Although still speculative in some aspects, sensitization and kindling as described by Post et al74 may be helpful in understanding the course of BD, starting from a molecular level and evolving towards behavioral changes. Kraepelin75 had already noticed in 1921 that a marked psychosocial stressor usually preceded the first affective episode, whereas subsequent episodes showed minor or even absent
Inhibitors,research,lifescience,medical notable life events. At the same time, the frequency of episodes tends to increase, in some patients to the point of autonomous rapid cycling, with decreasing efficacy of mood-stabilizing drugs. Post and Contel76 developed the model of cocaine-induced behavioral sensitization (CIBS). Cocaine administration causes hypcrlocomotion in rats and hypomanic-likc Inhibitors,research,lifescience,medical symptoms
in man. Repeated cocaine administration, however, may cause a shift of symptomatology toward signs of dysphoric mania (which has a high incidence in BD, as shown by the EPIMAN study) or even paranoid symptoms. Lcsioning experiments in the amygdala show that CIBS involves different neuromodulatory changes depending on the duration and frequency of cocaine administration. Thus, not only the symptomatology can shift, but also the neuronal Inhibitors,research,lifescience,medical pathways involved, becoming independent of a direct action on the amygdala. Furthermore, cocaine is also capable of influencing neuromodulators in a similar fashion to stress, Inhibitors,research,lifescience,medical ie, by causing an increase in CRF, ACl’H, Cortisol, cytokines, catecholamines, and indolamines. Relating these findings to intracellular transcriptional processes, another important analogy to stress sensitization can be noted.
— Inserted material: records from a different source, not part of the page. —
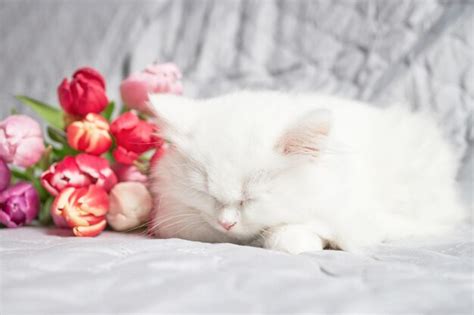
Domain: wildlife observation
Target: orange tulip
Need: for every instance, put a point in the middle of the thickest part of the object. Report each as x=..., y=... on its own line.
x=90, y=135
x=83, y=209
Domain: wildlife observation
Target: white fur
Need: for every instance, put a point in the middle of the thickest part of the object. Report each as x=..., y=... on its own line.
x=298, y=172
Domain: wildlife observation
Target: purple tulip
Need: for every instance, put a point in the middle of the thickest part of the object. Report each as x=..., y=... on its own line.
x=19, y=205
x=5, y=175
Both conditions, CIBS and repeated stress, lead at the end of the intracellular signal-transducing cascade to the expression of immediate early genes (c-fos and zif -268) in the amygdala and Inhibitors,research,lifescience,medical related limbic structures as well as late effector genes (LEG).77 The research composition of early genes and their occupation of the activator protein- 1 (AP-1) receptor is partially specific for different stressors, eg, electroconvulsive seizures or cocaine, as well as
for mode of application, ie, acute, repetitive or chronic.78, 79 This may provide a molecular background for speculation as to why psychosocial Phosphatidylinositol diacylglycerol-lyase stressors may be more likely to cause symptoms of depression, whereas others, like acute pain, do not. Whereas activation of early immediate genes primarily induces expression of genes, such as neurotransmitter transporter genes, and finally modulates the acute symptomatology, induction of LEGs such as neurotropins and nerve growth factor (NGF) will modulate synaptic connectivity and nerve end sprouting, thereby giving rise to neuroanatomical changes. Taken together, CIBS is a useful model to study acute events and long-term changes in symptomatology caused by episodes of affective disorders.